I spent a thoroughly enjoyable few a hours last night at the Red Bull Studio, listening to Wajeed of Detroit's Platinum Pied Pipers talk about his musical experiences. He also did some hands-on production with the MPC, and I got to talk with him about remixes, which was cool. I've got three of em coming up soon, more on that later.

You can check out Wajeed's talk at last year's Red Bull Music Academy in Seattle over here - big video file (interviewer is Fat Freddy's Toby Laing), or text transcript for you low-fi cats. Entries for this year's Red Bull Music Academy have just opened, keep an eye out for application forms at your favorite record store - it comes with a cool CDRom of some of last years interviews. If you can't find it, check the Red Bull Academy site for your local rep's contact details.

Wajeed is in town for a gig - catch him DJing tonight along with Prefuse 73 at Galatos.

SNIP... from Red Bull Seattle lecture...
"My dad said if you want to be really, really good at something, if you want to be great, lock yourself in your room and do that thing for one year. And that’s what I did. I took my MPC and all these records that I’d collected all these years. I knew what every break was because I was a DJ. I knew like Paul McCartney or The Beatles, I knew records like the back of my hand, and I locked myself in my apartment for a year.

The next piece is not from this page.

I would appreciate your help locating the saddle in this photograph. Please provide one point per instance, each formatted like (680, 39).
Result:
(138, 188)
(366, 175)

It started almost as a dare. Jay Dee had this beat machine [an MPC 2000] laying in his basement, and ?uestlove[The Roots] had broken the beat machine. He’d got some disc tangled up in it, I don’ know. But it started as a dare. “Yo, if you can get that disc out of there you can take this machine home and use it.” So I took it as a challenge. Great, ok, I got the disc out and he was: “Great, take it home.”

So I took it home for a weekend, no manual or anything, just based on ‘alright, I’m going to make this thing work’. So I made four tracks and left a message on Jay Dee’s voicemail, saying: “This is what I did, I know it’s kind of wack but check it.” So I played them on his answering machine and he called me back immediately. “What was that?” I was: “That’s just something I was messing around with.” “That’s pretty good man, play it again.” I was thinking I might have something here, let me re-evaluate this.

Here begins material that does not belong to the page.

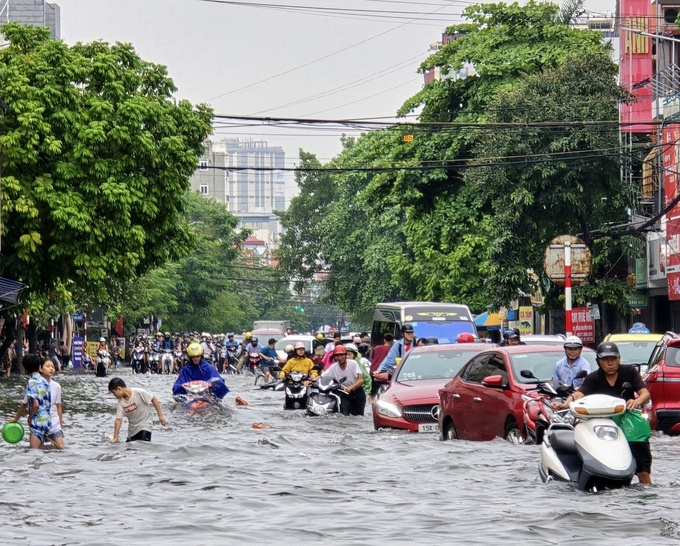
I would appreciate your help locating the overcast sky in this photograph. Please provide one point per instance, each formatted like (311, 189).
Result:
(213, 50)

So after that I had the encouragement from my crew. “Yo, you could really do some things with this.” I locked myself in my apartment for a year. No, I’m telling you man, I had this big willie lumberjack beard. It was wild! So I locked myself in my apartment for a year, every day, chopping up records. My schedule would be getting up late afternoon because I’d always be up late at night, into the morning.

So I’d say: “You knock out two beats and you can get a glass of water.” For real. I’d have this military voice in my ear telling me to knock out these two beats so I could get a glass of water. I’d be thirsty, thinking: “Damn man, I’ve got to knock out these beats fast.” So I’d knock out two tracks and before I could get up the voice would say: “Ok, make another one, then you can get the glass of water.”


Wajeed told this story last night, and added that he got that stuck disc out in about 5 seconds flat, cos he'd been to college - he went for 7 years, and studied a variety of things, including doing jewellery, so he had excellent steady fingers etc.